There is nothing accidental about this. In 2014 as a result of a leak from Edward Snowden, The Intercept, an online news source, published the power point program that the British intelligence apparatus known as GCHQ or Government Communications Headquarters used in presenting their plans to their US counterparts. It uses all the latest developments of Bernays’ public relations strategies, with full panoply of the human sciences, and employing the latest electronic communications capabilities.3 In the words of Glenn Greenwald and Andrew Fishman, reporters for The Intercept, “Among other things, the document [the power point plan] lays out the tactics the agency uses to manipulate public opinion, its scientific and psychological research into how human thinking and behavior can be influenced, and the broad range of targets that are traditionally the province of law enforcement rather than intelligence agencies” (Greenwald and Fishman, 2015).
Diminishing situational social interaction where people are in the same place at the same time diminishes the channels of communication among people. Face to face, there are myriad channels: sight, sound, touch, smell, proximity, movement, and so on. Via the internet the channels are limited. Moreover, they are subject to filtering and manipulations as demonstrated by the revelations about GCHQ activities. Social interactions, unless they are overtly violent, contribute to social bonds, and thereby fulfill the aims of Eros and keep society coherent. The more polyvalent interactions, the more channels of communication are used, and therefore the more complex social relations, to keep societies functioning. In his sociologically seminal Suicide, Emile Durkheim concluded that rates of suicide, which must be a premier expression of the Death drive, are higher in societies with fewer and looser social bonds (Durkheim, 1951 [1896]).

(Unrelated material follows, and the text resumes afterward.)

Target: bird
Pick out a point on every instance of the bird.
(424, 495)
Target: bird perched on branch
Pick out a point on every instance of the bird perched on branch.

The new kind of interaction based on virtual relationships couples with ruling class control of public discourse both in terms of content and in terms of who gets to talk with whom. The state of communication in society creates strong centrifugal forces that drive people apart. Societies become increasingly fragile as social relations become increasingly tenuous. Death triumphs over Eros. That is the current trend and the likely outcome barring a massive reversal that would deserve the name of revolution.